Let $(B_t)_{0 \leq t \leq 1} $ be a standard Brownian Motion under the probability measure $\mathbb{P}$. Let $\mathbb{Q}$ a probability measure with density $\frac{d\mathbb{Q} }{d\mathbb{P}} = e^{B_1-\frac{1}{2}} $.

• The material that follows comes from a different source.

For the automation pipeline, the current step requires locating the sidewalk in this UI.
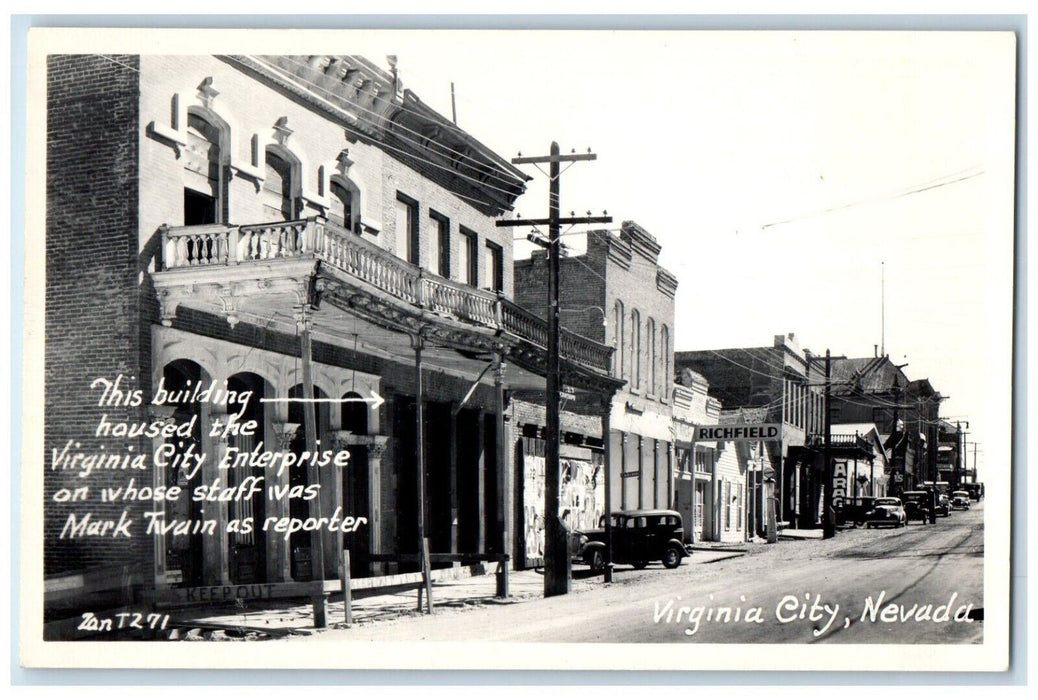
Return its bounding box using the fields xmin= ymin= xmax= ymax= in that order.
xmin=164 ymin=548 xmax=745 ymax=641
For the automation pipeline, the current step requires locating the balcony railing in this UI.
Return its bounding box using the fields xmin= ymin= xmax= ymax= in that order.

I need to show that every function f such that $\mathbb{E}_\mathbb{P}[|f(B_t)|] < \infty$ apply that : $$\int_{\Omega} f(B_t-t)d\mathbb{Q} =\int_{Ω} f(B_t)d\mathbb{P}$$
To be honest i haven't really understand how change of measure actually works so i have no idea how to proceed to the solutions of this. Can anyone help me understand how it works, i would appreciate any kind of hints. Thanks for your time .
Okay, so by definition
$$ \int_{\Omega} f(B_t-t) \textrm{d}\mathbb{Q}=\int_{\Omega} f(B_t-t) e^{B_1-\frac{1}{2}}\textrm{d}\mathbb{P} $$ and hence, we want to show that $$ \int_{\Omega} f(B_t-t) e^{B_1-\frac{1}{2}}\textrm{d}\mathbb{P}=\int_{\Omega} f(B_t)\textrm{d}\mathbb{P} $$ for all $t$. Using that $B_1-B_t$ is independent of $B_t$, we get that $$ \int_{\Omega} f(B_t-t) e^{B_1-\frac{1}{2}}\textrm{d}\mathbb{P}=e^{-\frac{1}{2}}\int_{\Omega} f(B_t-t) e^{B_t}e^{B_1-B_t}\textrm{d}\mathbb{P}=e^{-\frac{1}{2}} \mathbb{E}_{\mathbb{P}} e^{B_1-B_t} \int_{\Omega} f(B_t-t)e^{B_t}\textrm{d}\mathbb{P} $$ Now $e^{B_1-B_t}$ is lognormal with mean $\frac{1-t}{2}$and thus,
$$ \int_{\Omega} f(B_t-t)\textrm{d}\mathbb{Q}=e^{-\frac{t}{2}}\int_{\Omega} f(B_t-t)e^{B_t}\textrm{d}\mathbb{P}= e^{-\frac{t}{2}}\int_{\mathbb{R}} f(x-t)e^x\textrm{d}B_t(\mathbb{P}), $$ Now, $B_t$ is normal with variance $t$, so \begin{align} \int_{\mathbb{R}} f(x-t)e^x\textrm{d}B_t(\mathbb{P}) &=\frac{1}{\sqrt{2\pi t}}\int_{\mathbb{R}} f(x-t) e^xe^{-\frac{x^2}{2t}}\textrm{d}x=\frac{1}{\sqrt{2\pi t}}\int_{\mathbb{R}} f(x-t) e^{-\frac{x^2-2tx}{2t}}\textrm{d}x\\ &=e^{\frac{t}{2}}\frac{1}{\sqrt{2\pi t}}\int_{\mathbb{R}} f(x-t) e^{-\frac{(x-t)^2}{2t}}\textrm{d}x=e^{\frac{t}{2}}\frac{1}{\sqrt{2\pi t}} \int_{\mathbb{R}} f(x)e^{-\frac{x^2}{2t}}\textrm{d}t\\ &= e^{\frac{t}{2}} \int_{\mathbb{R}} f(x) \textrm{d}B_t(\mathbb{P})=e^{\frac{t}{2}} \int_{\Omega} f(B_t) \textrm{d}\mathbb{P}, \end{align} which is exactly what we wanted.